On se souvient du crash d'Air France 447, consécutif au passage à travers un orage et à de la glace bouchant temporairement les sondes Pitot provoquant l'arrêt du pilote automatique (pour vitesse non fiable) et surtout la désorientation et désorganisation complète de l'équipage. Le pilote en fonction a mis alors son avion à cabrer jusqu'à le faire décrocher et n'a jamais compris pourquoi son avion s'était quasiment arrêté de voler !  Dans ce cas précis l'orage n'est pas le facteur principal de l'accident, c'est l'erreur humaine et la panique du pilote en fonction.

Le vol 421 de Garuda Indonesia, un 737, s'est retrouvé dans un très violent orage, en 2002. La pluie et la grêle furent tellement abondantes que les deux moteurs s'éteignirent. Les enquêteurs ont dit que l'avion avait rencontré une densité de grêle de 18 grammes par mètre cube d'air. Ce qui équivaut à voler dans 10 000 cubes de glace par seconde. Les pilotes n'arrivèrent pas à rallumer les moteurs et firent planer l'avion dans une rivière. Il y eu un mort et quelques blessés légers.

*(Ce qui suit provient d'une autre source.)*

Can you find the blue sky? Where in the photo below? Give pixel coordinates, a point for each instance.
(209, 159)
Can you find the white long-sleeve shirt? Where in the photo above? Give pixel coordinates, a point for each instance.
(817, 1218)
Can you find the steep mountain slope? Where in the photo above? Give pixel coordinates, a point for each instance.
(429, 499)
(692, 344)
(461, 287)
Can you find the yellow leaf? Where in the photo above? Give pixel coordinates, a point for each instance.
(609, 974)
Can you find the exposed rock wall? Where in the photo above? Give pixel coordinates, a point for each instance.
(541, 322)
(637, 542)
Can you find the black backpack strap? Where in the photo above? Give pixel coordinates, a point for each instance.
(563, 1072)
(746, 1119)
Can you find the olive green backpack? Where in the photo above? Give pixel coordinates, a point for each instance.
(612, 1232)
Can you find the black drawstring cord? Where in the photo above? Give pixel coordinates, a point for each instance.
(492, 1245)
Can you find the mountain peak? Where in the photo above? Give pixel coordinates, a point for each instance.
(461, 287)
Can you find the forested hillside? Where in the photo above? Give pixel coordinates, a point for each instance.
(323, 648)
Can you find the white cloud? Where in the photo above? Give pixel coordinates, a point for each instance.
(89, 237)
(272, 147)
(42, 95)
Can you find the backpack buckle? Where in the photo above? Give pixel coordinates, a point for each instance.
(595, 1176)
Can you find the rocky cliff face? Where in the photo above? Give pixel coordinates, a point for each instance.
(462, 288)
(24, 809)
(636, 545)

Le vol 612 de Pulkovo Aviation Enterprise était un Tulopev 154 qui s'est écrasé au nord de Donetsk en 2006. Dans ce cas précis les pilotes ont cru bon d'essayer de survoler l'orage au lieu de le contourner. Le cumulonimbus culminant à près de 50 000 pieds il s'avéra impossible de faire voler l'avion à cette altitude, la densité de l'air étant beaucoup trop faible pour le soutenir. L'avion décrocha et parti en vrille à plat, puis s'écrasa dans la campagne sans que les pilotes n'aient rien pu faire pour le rattraper.